Note de Dark Nights :
[…] Christos, ancien membre de la Conspiration des Cellules de Feu, a été en clandestinité à partir de la mi-novembre 2010, car un mandat d’arrêt à son encontre avait été émis peu après l’arrestation de son frère Gerasimos. Le 14 mars 2011, lui et quatre autres compagnons ont été arrêtés à Volos. Il a été poursuivi pour l’« affaire de Volos » (un braquage dans une banque, les braqueurs étaient habillés en flics), pour implication dans la possession d’explosifs et d’armes à feu trouvés sur d’autres personnes poursuivies dans la même affaire (arrestations au Pirée et à Kallithéa), pour l’affaire des 14 colis piégés, pour l’affaire concernant 250 attaques de la CCF, de 2008 à 2011, pour le texte en solidarité avec le squat anarchiste Nadir (lors de sa seconde expulsion en octobre 2011), signé par la CCF, pour son texte personnel, avec lequel il refusait toute collaboration avec les autorités judiciaires (instigation à la violence), pour une tentative d’évasion, avec trois autres membres de la CCF, en décembre 2011, lors de laquelle trois matons ont été pris en otage et pour provocation aux crimes et délits pour le « projet Phoenix ». Il est aussi poursuivi pour une attaque contre une banque, dans le centre d’Athènes, en 2007, puisque apparemment son ADN aurait été trouvé sur les lieux. Il a été poursuivi aussi par l’État italien, suite à une plainte de l’ancien Président du conseil Silvio Berlusconi, pour le colis piégé qui lui avait été adressé, et il était aussi sous enquête dans l’opération Ardire, menée en juin 2012 par les autorités judiciaires italiennes.

Au début, Christos a été condamné à sept ans de prison à cause de l’« affaire Chalándri » et à 24 ans et deux mois pour l’affaire de la CCF. En 2016, il a été condamné à 115 ans supplémentaires, pour la tentative d’évasion de prison et d’autres attaques de la CCF.

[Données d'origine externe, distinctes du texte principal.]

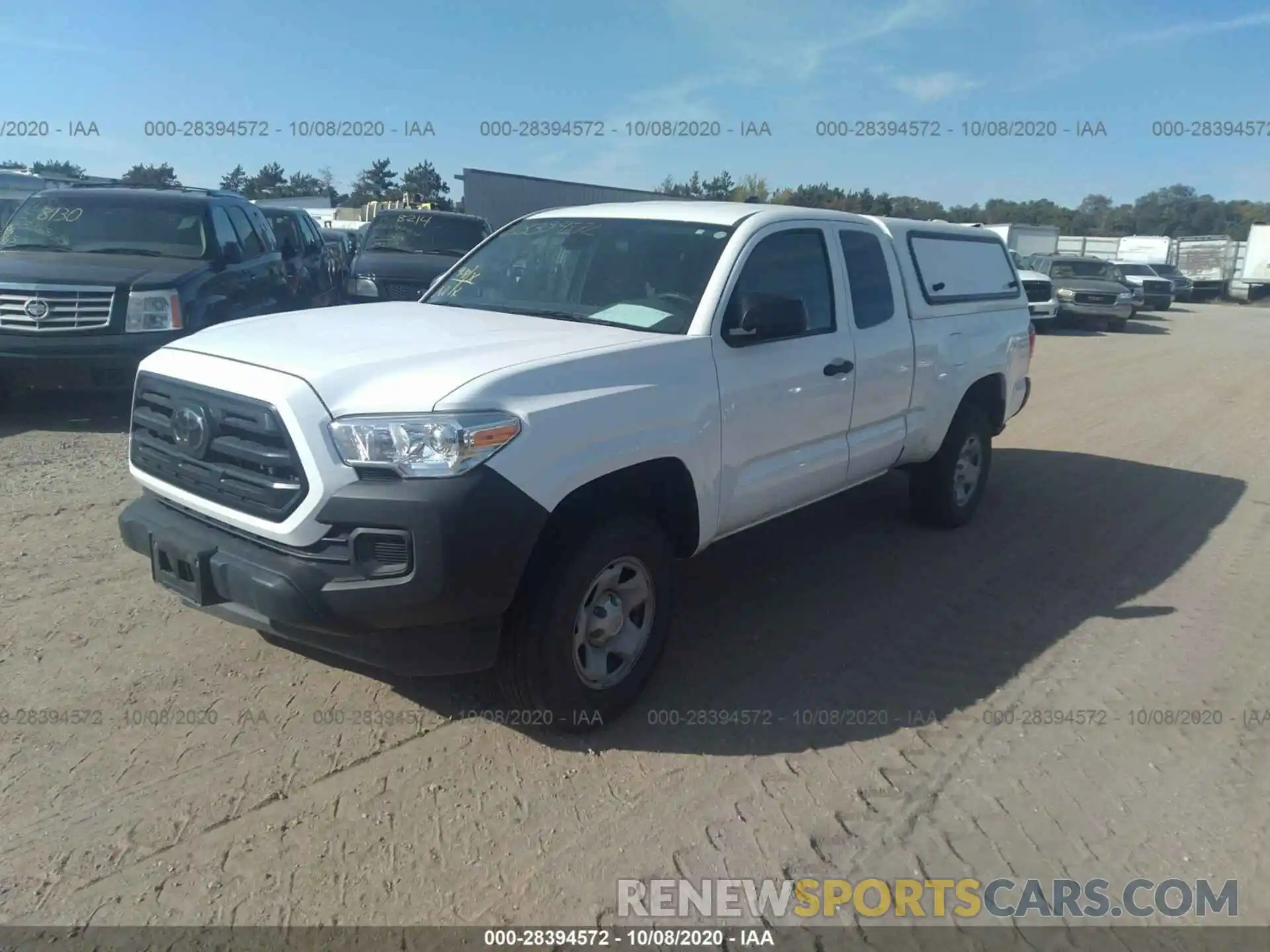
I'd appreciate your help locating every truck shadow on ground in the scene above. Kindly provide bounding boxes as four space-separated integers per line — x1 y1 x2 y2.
0 389 132 438
381 448 1246 756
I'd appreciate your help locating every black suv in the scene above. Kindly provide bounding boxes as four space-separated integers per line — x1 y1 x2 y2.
0 185 294 392
261 207 344 309
347 208 490 303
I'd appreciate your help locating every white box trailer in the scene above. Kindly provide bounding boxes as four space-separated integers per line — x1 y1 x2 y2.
983 225 1058 258
1117 235 1173 264
1238 223 1270 284
1177 235 1238 299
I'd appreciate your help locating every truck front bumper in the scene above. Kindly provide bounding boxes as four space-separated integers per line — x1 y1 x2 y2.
1058 301 1133 321
119 467 548 676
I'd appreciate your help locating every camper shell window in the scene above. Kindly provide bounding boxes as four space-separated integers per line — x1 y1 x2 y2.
908 231 1023 305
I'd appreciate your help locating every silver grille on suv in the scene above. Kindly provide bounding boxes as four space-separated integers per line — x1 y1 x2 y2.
0 283 114 331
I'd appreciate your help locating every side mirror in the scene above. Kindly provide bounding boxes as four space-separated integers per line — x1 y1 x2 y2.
728 294 808 344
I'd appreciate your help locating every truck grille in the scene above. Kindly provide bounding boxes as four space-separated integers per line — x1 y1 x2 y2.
1076 291 1117 305
384 280 427 301
130 373 309 522
0 284 114 333
1024 280 1054 303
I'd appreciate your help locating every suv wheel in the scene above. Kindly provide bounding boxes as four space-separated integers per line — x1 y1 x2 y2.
498 514 675 733
908 404 992 530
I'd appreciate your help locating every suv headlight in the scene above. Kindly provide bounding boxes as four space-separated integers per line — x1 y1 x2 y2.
123 291 182 334
329 413 521 479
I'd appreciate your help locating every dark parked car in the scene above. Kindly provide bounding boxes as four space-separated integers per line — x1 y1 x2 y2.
0 185 290 389
1151 262 1195 301
348 208 490 302
1029 255 1134 330
261 207 341 309
321 229 353 288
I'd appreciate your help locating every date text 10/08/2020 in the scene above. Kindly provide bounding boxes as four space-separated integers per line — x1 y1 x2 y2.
816 119 1107 138
141 119 437 138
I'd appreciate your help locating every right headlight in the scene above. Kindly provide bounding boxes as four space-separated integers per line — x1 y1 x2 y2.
329 413 521 479
344 277 380 297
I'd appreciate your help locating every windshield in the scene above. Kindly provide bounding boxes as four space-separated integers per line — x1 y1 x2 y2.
0 198 25 231
363 212 489 257
0 193 208 259
1049 262 1117 280
423 218 733 334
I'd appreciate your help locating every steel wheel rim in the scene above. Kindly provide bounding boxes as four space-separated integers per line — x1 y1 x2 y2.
952 433 983 506
573 556 657 690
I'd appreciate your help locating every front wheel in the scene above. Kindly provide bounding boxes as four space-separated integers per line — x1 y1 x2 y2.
908 404 992 530
498 513 675 733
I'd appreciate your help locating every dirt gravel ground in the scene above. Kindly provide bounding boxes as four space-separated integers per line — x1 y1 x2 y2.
0 305 1270 926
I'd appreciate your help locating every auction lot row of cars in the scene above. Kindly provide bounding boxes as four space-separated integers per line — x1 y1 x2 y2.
0 182 489 393
1011 251 1191 333
0 178 1193 730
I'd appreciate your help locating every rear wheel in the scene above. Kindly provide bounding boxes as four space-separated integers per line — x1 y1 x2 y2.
908 404 992 530
498 513 675 733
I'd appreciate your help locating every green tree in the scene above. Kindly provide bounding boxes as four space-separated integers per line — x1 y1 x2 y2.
701 171 737 202
244 163 287 198
221 165 255 198
352 159 398 204
120 163 181 185
30 159 85 179
732 174 771 202
402 161 453 211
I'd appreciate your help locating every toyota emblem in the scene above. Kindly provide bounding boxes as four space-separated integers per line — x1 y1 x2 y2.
171 405 208 458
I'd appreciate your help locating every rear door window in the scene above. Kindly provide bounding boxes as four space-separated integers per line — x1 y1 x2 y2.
838 230 896 330
229 206 264 258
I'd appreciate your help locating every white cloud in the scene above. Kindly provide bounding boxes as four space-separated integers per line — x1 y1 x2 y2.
665 0 961 81
896 72 980 103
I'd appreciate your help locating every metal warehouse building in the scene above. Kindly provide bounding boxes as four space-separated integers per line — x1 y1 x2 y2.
454 169 683 229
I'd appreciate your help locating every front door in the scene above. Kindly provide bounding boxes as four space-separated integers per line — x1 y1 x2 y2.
714 222 856 533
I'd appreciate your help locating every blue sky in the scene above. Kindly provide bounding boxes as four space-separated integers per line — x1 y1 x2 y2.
10 0 1270 204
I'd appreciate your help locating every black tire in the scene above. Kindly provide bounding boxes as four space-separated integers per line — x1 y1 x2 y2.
908 404 992 530
497 513 675 734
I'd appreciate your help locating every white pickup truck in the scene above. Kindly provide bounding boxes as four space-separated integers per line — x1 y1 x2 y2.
119 202 1035 730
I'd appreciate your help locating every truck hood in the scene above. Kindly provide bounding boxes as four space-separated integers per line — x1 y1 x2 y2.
164 301 665 416
0 251 207 288
353 251 460 283
1050 278 1128 294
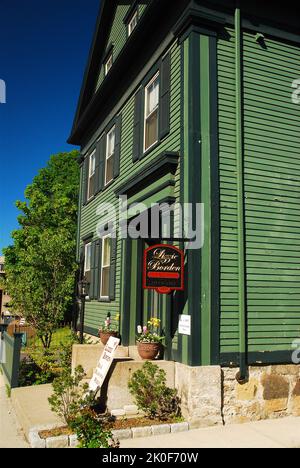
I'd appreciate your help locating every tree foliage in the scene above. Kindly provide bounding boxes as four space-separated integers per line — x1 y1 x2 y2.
4 151 79 348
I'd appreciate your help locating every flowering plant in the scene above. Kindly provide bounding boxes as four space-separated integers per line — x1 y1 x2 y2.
99 313 120 333
136 317 164 343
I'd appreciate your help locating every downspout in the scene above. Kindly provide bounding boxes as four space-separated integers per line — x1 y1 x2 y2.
235 0 247 381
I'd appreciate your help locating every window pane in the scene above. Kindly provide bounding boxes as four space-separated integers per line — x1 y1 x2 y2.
101 267 110 297
90 153 96 176
84 244 92 272
128 12 137 36
107 127 116 157
105 156 114 185
105 55 113 75
145 110 158 149
102 237 111 267
147 77 159 116
89 174 95 199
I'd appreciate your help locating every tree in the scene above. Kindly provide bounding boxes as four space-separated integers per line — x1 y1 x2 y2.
4 151 79 348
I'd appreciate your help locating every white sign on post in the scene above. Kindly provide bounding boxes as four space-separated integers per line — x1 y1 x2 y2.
178 315 191 335
89 336 120 392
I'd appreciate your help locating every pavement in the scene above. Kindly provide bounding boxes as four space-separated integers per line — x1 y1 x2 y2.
0 373 29 448
121 417 300 449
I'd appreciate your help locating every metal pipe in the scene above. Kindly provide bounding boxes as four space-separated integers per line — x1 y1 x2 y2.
235 1 247 380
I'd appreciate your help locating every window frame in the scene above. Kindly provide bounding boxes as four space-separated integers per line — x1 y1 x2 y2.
104 51 114 76
127 9 139 37
87 149 96 201
143 70 161 154
99 234 112 301
104 124 116 187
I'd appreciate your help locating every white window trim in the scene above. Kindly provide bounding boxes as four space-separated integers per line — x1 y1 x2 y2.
104 125 116 187
104 53 113 76
87 150 96 201
128 10 139 37
143 71 160 153
100 234 112 301
84 242 92 274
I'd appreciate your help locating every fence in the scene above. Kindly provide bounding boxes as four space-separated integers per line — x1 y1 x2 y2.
0 325 23 388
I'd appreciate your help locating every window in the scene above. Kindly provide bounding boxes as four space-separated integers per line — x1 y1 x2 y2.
84 242 92 282
100 235 111 299
105 125 116 185
144 73 159 151
128 11 138 37
88 150 96 200
104 54 113 76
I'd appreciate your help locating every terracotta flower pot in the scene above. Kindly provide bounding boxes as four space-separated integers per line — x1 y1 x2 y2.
99 331 119 346
137 342 162 361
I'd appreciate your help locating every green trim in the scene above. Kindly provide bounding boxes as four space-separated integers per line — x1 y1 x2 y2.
235 8 247 375
115 151 179 197
198 35 212 366
220 350 295 367
120 239 132 346
173 2 226 41
209 37 221 365
183 33 202 366
76 165 84 262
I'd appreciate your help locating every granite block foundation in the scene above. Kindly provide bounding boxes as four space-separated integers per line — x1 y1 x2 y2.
222 365 300 424
73 346 300 428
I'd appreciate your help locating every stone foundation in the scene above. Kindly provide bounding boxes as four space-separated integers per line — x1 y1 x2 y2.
73 345 300 428
222 365 300 424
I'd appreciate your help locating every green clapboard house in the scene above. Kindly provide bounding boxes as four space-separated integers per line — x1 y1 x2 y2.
69 0 300 372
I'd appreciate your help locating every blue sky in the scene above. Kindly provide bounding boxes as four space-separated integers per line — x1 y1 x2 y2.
0 0 100 253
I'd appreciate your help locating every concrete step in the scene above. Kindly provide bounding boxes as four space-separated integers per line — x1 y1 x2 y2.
11 385 63 440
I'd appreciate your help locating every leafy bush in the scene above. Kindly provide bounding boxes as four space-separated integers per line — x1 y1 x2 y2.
48 366 94 425
19 356 56 387
69 408 119 448
128 361 181 421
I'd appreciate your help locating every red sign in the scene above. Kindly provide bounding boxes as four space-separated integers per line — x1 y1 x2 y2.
143 244 184 294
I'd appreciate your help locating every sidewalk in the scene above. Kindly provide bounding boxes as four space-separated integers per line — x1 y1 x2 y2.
121 417 300 449
0 374 29 448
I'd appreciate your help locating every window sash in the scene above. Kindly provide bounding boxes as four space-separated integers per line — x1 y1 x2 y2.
105 126 116 185
144 73 160 152
128 11 138 36
84 242 92 273
104 54 113 76
100 236 112 299
88 151 96 200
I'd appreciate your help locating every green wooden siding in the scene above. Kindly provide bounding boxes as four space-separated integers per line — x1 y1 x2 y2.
96 5 147 91
244 33 300 352
80 38 181 334
218 30 300 353
218 30 239 352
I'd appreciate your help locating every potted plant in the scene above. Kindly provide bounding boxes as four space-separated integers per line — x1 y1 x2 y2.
98 313 120 345
136 317 164 361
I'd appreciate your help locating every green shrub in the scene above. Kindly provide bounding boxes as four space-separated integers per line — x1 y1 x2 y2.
69 408 119 448
128 361 181 421
48 366 94 425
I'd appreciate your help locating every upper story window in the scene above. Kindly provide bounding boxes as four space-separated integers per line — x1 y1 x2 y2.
144 73 159 151
100 235 112 299
84 242 92 281
127 11 138 37
104 53 113 76
105 125 116 185
88 150 96 200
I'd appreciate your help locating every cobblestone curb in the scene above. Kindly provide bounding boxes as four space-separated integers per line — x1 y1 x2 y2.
28 422 190 448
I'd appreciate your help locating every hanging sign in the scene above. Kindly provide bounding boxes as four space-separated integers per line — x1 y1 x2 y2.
89 337 120 392
143 244 184 294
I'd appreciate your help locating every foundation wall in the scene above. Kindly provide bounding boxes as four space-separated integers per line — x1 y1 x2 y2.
222 365 300 424
73 344 300 427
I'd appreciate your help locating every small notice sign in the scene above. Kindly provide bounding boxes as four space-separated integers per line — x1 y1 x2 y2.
143 244 184 294
178 315 191 335
89 337 120 392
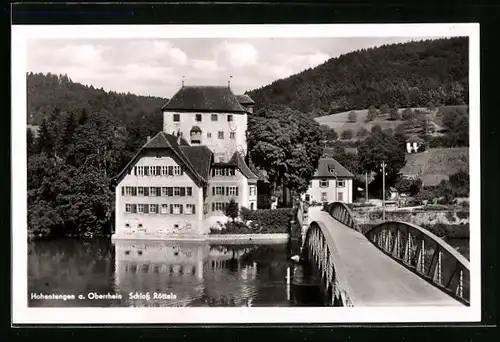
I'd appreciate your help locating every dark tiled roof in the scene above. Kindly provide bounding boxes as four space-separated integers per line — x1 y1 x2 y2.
113 132 207 185
180 145 213 179
313 158 354 178
236 94 255 105
227 152 258 180
406 134 425 143
162 86 246 113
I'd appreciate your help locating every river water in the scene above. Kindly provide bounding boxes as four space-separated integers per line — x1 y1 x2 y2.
28 239 469 307
28 239 323 307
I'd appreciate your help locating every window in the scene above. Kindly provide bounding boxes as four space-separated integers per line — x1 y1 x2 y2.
161 204 168 214
337 192 344 202
212 186 224 196
173 204 182 215
321 192 328 202
186 204 195 214
226 186 238 196
135 166 144 176
149 204 158 214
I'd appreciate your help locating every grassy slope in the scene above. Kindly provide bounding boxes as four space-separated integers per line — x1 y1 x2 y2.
314 106 463 140
401 147 469 185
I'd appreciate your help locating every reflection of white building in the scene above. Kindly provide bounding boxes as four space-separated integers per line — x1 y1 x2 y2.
114 240 257 306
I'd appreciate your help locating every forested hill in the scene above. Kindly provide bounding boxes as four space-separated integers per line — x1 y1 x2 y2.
247 37 469 117
26 72 167 129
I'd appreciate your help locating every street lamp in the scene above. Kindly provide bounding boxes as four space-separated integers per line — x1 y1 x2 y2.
380 161 387 222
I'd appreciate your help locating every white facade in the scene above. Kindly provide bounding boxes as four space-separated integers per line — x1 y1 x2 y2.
115 151 209 237
406 141 420 153
302 178 352 203
163 110 247 162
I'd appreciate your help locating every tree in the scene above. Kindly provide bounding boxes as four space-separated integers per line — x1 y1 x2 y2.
401 108 413 121
26 128 36 156
358 132 406 185
248 107 323 204
225 198 239 222
356 127 370 137
371 125 382 134
389 107 399 120
342 129 353 140
320 125 338 141
347 110 358 122
366 105 377 121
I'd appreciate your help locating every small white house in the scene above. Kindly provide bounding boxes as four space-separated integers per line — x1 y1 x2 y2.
406 134 425 153
302 158 354 203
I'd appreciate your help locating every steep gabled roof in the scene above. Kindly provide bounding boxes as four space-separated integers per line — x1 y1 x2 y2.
406 134 425 143
162 86 246 114
180 145 213 179
313 158 354 178
236 94 255 105
113 132 207 185
227 152 259 180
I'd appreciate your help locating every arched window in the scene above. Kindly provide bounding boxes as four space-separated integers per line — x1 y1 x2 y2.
189 126 202 144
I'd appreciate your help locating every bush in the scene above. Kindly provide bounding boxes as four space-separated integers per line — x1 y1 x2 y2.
237 208 294 234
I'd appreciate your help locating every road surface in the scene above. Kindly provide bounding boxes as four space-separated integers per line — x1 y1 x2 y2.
308 207 463 306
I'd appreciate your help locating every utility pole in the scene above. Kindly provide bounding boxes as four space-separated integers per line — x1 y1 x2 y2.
382 161 387 222
365 172 368 203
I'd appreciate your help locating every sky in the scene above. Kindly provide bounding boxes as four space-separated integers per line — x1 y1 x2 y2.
27 37 436 98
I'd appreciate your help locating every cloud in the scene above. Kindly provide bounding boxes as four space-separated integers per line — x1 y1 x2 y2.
216 41 259 68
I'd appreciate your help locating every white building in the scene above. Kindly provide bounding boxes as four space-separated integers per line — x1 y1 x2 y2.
302 157 354 203
406 134 425 153
113 86 257 238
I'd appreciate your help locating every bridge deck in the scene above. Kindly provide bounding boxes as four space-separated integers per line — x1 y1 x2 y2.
309 207 462 306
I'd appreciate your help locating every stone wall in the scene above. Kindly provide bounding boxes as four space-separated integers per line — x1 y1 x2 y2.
353 208 469 226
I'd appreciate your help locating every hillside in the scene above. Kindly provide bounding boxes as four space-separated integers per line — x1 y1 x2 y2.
247 37 469 117
401 147 469 186
26 73 167 129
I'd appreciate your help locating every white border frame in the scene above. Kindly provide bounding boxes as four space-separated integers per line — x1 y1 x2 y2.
11 23 481 324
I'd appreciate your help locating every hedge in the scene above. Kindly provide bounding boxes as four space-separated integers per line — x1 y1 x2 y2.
210 208 293 234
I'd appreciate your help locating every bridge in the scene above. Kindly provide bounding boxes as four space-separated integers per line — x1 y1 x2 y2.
297 202 470 307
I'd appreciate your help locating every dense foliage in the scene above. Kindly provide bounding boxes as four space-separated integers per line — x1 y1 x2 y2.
248 37 469 116
247 107 324 199
27 74 163 237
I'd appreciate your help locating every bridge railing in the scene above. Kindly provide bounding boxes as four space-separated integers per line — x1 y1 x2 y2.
328 202 361 232
305 221 362 307
365 221 470 305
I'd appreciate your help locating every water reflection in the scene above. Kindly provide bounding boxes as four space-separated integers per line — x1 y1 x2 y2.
28 240 318 307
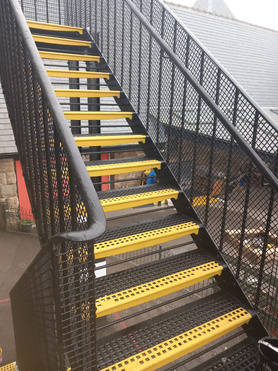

Le 24 juillet 2019, hristos et son frère Gerasimos, emprisonnés en tant que membres de la Conspiration des Cellules de Feu, ont été libérés en vertu de la loi Paraskevopoulos, ayant purgé un tiers de leurs peines réduites.

Christos a été arrêté le 9 février 2024, dans une opération impliquant supposément un informateur de la police, qui aurait été payé 20 000 euros. Au début, il avait été accusé d’être impliqué dans la mafia grecque, notamment dans les attentats à la bombe qui ont eu lieu dans le cadre d’une guerre de mafia qui fait rage en Grèce depuis plusieurs années. A l’origine, il a été mis en lien avec deux membres des forces spéciales de la marine militaire grecque, arrêtés en même temps à un autre endroit, qui avaient avec eux de l’explosif, probablement volé dans une base militaire. Ces liens avec d’autres personnes, y compris avec la mafia, les attentats à la bombe et d’autres chefs d’inculpation, ont été abandonnés. Il a été condamné à une peine de prison de deux ans et un mois, sans possibilité de faire appel, en vertu du nouveau Code pénal, pour un pistolet avec ses balles et de la drogue, découverts dans une propriété où il se trouvait, mais qui ne lui appartient pas.